Pranks and Practical Jokes

Posted by M ws On Monday, September 30, 2013 0 comments
In 1400, Thomas Betson, the prankster-monk, pulls off one of the earliest documented practical jokes when he hides a beetle inside a hollowed-out apple and fools his fellow monks into believing that the mysteriously rocking apple is possessed.

In 1938, Orson Welles's radio broadcast of War of the Worlds convinces millions of listeners that earth is under attack by aliens. Many flee their homes, pray in houses of worship, and, eventually, curse Welles's name.

In 1957, a BBC News documentary about the Swiss Spaghetti Harvest depicts farmers pulling strands of spaghetti from trees. The network is deluged with callers asking where they can buy a spaghetti tree.

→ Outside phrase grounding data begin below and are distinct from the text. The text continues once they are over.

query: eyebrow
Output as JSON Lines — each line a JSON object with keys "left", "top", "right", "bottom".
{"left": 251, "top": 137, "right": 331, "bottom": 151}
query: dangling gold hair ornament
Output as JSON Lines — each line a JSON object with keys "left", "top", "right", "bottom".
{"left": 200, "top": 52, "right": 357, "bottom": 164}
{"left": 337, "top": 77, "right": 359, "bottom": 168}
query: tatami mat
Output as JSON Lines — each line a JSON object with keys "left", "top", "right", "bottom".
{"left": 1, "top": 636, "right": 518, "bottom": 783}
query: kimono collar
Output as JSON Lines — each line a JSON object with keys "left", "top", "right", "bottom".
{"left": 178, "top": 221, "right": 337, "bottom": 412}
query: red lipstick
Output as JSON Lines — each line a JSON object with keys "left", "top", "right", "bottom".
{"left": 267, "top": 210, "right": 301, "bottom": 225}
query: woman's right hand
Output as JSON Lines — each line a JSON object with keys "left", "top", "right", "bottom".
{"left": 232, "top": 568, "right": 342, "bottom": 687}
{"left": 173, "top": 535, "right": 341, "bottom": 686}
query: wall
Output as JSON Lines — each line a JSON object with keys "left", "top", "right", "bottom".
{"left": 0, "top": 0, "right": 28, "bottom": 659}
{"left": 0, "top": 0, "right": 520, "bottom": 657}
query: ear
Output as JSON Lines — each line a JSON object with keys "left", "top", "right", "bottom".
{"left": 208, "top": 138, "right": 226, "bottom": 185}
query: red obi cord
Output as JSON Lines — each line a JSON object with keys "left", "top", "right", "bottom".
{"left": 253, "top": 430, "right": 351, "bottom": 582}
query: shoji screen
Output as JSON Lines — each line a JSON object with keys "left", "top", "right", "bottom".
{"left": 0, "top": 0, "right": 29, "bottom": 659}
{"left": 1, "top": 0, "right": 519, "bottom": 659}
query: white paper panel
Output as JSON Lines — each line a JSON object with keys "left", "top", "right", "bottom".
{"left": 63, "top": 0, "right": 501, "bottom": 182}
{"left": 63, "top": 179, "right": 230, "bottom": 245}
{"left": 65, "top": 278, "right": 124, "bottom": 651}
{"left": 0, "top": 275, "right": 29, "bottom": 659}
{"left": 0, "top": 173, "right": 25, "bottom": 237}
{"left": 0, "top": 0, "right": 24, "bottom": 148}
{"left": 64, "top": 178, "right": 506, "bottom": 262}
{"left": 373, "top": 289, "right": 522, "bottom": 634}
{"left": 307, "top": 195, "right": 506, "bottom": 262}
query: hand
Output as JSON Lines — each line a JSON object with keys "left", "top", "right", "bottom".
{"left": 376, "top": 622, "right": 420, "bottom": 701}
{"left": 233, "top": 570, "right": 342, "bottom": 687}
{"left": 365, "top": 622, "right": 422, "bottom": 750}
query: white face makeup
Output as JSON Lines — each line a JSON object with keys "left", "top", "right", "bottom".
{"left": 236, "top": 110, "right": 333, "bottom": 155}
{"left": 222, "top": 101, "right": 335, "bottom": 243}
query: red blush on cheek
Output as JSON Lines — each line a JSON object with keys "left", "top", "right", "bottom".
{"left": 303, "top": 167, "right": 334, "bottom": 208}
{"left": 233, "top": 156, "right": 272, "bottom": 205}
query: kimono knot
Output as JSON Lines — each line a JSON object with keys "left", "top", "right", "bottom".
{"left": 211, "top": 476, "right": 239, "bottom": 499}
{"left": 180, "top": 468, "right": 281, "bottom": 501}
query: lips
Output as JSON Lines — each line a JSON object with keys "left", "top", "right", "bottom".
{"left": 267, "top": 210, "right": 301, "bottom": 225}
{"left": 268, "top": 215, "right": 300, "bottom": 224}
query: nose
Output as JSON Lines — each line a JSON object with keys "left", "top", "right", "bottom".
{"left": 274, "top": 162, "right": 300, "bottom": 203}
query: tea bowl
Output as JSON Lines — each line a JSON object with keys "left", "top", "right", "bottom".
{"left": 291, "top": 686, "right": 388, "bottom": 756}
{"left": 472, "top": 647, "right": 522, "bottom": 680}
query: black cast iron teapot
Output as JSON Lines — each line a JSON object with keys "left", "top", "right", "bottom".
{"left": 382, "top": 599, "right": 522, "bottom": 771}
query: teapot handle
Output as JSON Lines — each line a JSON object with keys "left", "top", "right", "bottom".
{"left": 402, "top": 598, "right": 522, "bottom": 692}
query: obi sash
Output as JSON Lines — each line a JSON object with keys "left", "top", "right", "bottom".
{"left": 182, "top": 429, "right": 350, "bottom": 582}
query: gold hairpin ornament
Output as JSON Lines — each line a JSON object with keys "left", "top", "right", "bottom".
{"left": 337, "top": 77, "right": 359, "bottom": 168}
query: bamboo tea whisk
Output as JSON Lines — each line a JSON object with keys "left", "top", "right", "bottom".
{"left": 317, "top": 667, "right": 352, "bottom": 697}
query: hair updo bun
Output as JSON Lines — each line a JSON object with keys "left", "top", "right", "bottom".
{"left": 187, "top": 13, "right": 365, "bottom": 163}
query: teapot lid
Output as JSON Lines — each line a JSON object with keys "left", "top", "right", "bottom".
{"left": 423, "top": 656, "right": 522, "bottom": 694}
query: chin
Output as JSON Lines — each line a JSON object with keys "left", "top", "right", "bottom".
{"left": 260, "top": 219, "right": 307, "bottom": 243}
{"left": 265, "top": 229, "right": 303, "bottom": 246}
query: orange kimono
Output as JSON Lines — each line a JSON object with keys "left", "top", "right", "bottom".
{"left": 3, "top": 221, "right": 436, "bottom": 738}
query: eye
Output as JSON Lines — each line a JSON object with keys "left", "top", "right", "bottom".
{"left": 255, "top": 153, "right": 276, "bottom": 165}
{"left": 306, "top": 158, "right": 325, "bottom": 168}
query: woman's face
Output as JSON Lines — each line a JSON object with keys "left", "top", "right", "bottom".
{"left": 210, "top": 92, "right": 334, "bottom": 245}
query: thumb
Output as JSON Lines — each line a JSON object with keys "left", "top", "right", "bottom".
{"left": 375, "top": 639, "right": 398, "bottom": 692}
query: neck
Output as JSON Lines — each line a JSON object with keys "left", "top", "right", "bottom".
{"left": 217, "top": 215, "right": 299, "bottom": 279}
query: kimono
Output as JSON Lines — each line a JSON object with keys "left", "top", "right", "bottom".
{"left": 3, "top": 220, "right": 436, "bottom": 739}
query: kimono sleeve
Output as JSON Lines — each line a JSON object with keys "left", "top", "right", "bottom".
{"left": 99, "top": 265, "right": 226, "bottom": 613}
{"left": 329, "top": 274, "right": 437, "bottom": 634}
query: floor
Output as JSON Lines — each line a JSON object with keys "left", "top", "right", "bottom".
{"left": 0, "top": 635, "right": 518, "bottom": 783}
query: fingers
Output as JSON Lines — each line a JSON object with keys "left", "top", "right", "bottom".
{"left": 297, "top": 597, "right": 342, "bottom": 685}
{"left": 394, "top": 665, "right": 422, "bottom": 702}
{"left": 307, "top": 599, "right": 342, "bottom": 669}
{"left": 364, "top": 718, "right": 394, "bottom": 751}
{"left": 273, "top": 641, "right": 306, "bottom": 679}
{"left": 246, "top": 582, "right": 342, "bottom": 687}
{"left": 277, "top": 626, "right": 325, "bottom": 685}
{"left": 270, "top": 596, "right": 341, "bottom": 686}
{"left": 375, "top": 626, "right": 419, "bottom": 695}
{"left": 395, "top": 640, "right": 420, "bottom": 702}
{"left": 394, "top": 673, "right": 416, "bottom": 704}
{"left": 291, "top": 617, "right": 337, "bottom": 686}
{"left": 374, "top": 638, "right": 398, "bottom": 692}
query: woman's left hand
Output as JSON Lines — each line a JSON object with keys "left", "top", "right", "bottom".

In 1959, prankster extraordinaire Alan Abel dreams up a campaign calling for animals to wear clothing, and the Society for Indecency to Naked Animals is born. Spokesperson G. Clifford Prout appears on Today to promote the group's catchy slogan: "A nude horse is a rude horse." Eventually, 50,000 concerned citizens sign its petition, and even Walter Cronkite gets hoodwinked—until it's discovered that Prout is actually comedian Buck Henry.

In 1835, the Great Moon Hoax is the first big media trick. The New York Sun prints an article claiming that astronomers have discovered life on the moon. More articles appear over the next few weeks, and the country is gripped by moon fever.

In 1962, the broadcasting technician for Sweden's lone television station appears on the news to announce that, thanks to a new technology, viewers can convert the existing black-and-white broadcasts into color. All they have to do is pull a nylon stocking over their TV screen. Thousands try it.

1985 Sports Illustrated runs a story about Sidd Finch, a Mets rookie pitcher with odd training methods who can throw a baseball 168 mph with pinpoint accuracy, even though he's never played the game before. Instead, he mastered the "art of the pitch" in the mountains of Tibet. In reality, Finch exists only in the mind of the author George Plimpton.

In 1997, the chemical compound DHMO is "colorless, odorless, and kills thousands of people every year" through "accidental inhalation," reads a widely circulated e-mail, calling for a ban. Furthermore, it's now "a major component of acid rain" and is "found in almost every stream, lake, and reservoir in America." One California town becomes so alarmed that residents debate banning foam cups, which are shown to contain DHMO. They nix the idea upon learning that DHMO is actually water.